Representing the winning run and attempting to steal third with one out, Soriano was picked off by Boston reliever Craig Breslow and tagged out in a rundown.
"I just want to try to get on third with less than two outs," Soriano said. "Make it easy on the hitter, because you know it's a very important game for us."
Soriano walked with one out in the inning, and it looked as though he was picked off attempting to steal second. But first baseman Daniel Nava bobbled the throw from Breslow, allowing the Yankees' left fielder to reach second.
Breslow attempted to pick off Soriano once at second and didn't get him. But he caught him running on the second attempt to get the second out of the inning, and designated hitter Curtis Granderson struck out to end the frame.
"This is my game. Be aggressive on the bases, especially in the ninth inning," Soriano said. "After I got to second, he picked off one time, and I thought maybe he didn't want to pick [off] twice.
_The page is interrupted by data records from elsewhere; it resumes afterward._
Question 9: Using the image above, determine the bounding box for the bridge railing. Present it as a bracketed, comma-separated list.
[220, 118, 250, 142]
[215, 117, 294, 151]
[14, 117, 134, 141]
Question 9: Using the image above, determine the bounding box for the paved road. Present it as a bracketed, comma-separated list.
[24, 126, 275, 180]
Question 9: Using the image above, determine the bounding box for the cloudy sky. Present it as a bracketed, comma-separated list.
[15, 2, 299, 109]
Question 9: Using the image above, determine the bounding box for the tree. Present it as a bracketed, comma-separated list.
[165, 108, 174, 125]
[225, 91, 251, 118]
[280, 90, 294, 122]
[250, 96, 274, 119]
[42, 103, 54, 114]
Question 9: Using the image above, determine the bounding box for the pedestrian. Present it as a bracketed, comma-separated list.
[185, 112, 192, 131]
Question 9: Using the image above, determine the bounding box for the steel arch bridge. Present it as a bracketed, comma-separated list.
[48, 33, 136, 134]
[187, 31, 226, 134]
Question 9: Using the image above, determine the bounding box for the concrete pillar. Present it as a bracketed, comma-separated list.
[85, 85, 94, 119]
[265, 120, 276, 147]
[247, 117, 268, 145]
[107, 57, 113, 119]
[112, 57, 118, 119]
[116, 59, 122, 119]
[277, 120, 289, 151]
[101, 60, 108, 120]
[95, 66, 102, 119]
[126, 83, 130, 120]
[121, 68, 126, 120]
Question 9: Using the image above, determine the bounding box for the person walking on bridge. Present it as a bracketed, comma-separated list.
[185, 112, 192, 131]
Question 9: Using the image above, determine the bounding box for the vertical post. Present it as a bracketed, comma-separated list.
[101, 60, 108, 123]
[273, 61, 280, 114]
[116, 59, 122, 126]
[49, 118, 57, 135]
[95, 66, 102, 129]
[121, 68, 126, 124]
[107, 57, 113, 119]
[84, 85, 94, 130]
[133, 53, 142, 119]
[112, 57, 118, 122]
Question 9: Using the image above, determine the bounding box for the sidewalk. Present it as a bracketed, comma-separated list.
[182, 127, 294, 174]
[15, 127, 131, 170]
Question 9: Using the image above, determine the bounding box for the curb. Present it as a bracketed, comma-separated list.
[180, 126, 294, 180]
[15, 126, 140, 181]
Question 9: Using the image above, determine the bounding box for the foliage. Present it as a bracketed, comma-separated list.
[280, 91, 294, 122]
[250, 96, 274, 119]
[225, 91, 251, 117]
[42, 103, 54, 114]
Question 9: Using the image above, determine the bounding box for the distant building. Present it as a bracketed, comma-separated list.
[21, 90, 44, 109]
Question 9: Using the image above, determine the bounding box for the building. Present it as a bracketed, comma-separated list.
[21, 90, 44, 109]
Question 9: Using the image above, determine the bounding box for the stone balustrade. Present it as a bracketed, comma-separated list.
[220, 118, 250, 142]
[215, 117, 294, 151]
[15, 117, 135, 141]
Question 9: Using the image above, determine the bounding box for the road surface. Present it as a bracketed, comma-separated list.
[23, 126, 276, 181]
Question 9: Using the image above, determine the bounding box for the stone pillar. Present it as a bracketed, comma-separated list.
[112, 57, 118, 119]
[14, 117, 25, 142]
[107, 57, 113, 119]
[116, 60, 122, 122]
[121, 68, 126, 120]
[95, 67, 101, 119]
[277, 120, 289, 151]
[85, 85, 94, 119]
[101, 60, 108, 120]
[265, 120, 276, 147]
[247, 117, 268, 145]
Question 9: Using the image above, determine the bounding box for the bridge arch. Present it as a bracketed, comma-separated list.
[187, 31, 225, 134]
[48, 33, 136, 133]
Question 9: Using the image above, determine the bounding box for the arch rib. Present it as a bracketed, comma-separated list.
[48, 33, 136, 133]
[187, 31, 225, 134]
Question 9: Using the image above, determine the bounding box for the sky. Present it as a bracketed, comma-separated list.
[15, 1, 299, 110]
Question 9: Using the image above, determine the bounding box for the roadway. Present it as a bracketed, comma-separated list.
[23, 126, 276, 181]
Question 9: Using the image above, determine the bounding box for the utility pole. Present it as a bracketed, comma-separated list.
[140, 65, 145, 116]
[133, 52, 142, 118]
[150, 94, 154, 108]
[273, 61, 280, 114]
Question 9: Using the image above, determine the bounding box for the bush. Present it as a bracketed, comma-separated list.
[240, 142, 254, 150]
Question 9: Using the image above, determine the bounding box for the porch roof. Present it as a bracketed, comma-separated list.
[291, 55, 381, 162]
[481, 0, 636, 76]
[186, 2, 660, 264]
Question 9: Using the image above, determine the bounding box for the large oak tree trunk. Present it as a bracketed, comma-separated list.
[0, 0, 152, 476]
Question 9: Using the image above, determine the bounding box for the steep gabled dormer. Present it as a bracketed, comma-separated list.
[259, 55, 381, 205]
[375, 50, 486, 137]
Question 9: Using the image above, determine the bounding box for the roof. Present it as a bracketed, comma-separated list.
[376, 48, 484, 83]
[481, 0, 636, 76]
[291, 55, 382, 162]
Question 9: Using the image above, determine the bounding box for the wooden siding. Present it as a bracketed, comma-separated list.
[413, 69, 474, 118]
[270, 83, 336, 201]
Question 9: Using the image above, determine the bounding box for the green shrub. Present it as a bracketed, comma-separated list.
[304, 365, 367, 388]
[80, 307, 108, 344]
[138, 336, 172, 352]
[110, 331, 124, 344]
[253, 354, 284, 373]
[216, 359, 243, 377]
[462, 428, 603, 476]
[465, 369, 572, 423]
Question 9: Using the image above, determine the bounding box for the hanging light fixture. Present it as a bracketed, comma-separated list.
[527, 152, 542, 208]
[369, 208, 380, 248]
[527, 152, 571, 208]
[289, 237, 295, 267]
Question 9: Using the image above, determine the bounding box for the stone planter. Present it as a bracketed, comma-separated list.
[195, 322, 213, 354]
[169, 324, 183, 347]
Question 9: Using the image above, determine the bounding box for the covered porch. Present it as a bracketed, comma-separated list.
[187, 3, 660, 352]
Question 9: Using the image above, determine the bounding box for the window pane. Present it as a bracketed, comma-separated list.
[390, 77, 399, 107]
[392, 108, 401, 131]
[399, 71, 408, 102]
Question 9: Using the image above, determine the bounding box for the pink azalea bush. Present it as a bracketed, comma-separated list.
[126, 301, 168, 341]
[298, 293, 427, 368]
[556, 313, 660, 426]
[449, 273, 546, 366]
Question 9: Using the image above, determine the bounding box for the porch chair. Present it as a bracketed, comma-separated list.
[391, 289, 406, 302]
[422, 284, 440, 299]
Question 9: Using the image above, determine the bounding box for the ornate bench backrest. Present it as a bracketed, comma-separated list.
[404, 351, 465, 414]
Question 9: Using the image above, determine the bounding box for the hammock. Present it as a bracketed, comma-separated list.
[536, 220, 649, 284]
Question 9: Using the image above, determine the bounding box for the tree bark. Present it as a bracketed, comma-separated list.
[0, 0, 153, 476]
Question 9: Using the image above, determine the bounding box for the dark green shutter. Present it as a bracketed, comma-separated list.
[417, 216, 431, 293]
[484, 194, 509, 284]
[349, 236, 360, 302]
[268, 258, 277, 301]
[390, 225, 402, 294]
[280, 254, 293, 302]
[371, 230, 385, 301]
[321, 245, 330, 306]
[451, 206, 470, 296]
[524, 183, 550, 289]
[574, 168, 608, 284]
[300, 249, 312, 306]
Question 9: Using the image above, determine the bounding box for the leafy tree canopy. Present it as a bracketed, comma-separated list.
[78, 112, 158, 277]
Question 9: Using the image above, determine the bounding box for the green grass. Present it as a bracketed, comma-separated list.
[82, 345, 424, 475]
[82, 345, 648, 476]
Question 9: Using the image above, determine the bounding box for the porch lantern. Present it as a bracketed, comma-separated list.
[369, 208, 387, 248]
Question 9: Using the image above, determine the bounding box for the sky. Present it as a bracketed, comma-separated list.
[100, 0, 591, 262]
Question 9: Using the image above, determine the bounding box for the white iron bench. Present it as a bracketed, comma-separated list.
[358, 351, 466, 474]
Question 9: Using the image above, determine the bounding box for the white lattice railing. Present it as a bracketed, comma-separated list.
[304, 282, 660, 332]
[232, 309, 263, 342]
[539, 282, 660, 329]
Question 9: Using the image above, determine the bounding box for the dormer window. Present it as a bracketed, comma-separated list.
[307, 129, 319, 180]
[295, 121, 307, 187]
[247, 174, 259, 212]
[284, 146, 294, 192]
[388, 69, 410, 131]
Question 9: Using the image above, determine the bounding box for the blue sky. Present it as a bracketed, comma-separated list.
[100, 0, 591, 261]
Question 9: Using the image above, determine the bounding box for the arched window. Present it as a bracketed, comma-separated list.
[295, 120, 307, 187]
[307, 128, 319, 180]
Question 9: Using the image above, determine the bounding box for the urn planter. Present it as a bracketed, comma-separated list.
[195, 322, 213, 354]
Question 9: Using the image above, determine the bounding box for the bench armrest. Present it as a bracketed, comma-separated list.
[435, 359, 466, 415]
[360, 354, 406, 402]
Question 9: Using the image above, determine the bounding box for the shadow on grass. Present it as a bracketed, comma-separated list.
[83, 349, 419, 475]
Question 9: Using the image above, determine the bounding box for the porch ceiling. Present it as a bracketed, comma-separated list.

And he got me on the second move."
Prior to that pick off, the Yankees had stolen a season-high six bases in the game, marking their highest total in a single game since Sept. 19, 2012, when they stole four against the Blue Jays. They also tied a franchise record, as six different players each stole one base for the first time since May 31, 1916.
Despite the thievery on the base paths, the Yankees weren't able to steal a win from the Red Sox on Thursday.
"It's a little tough, but we don't have to put our heads down," Soriano said. "There's three more games left. I hope tomorrow we come with the same energy and the same attitude, try to get tomorrow."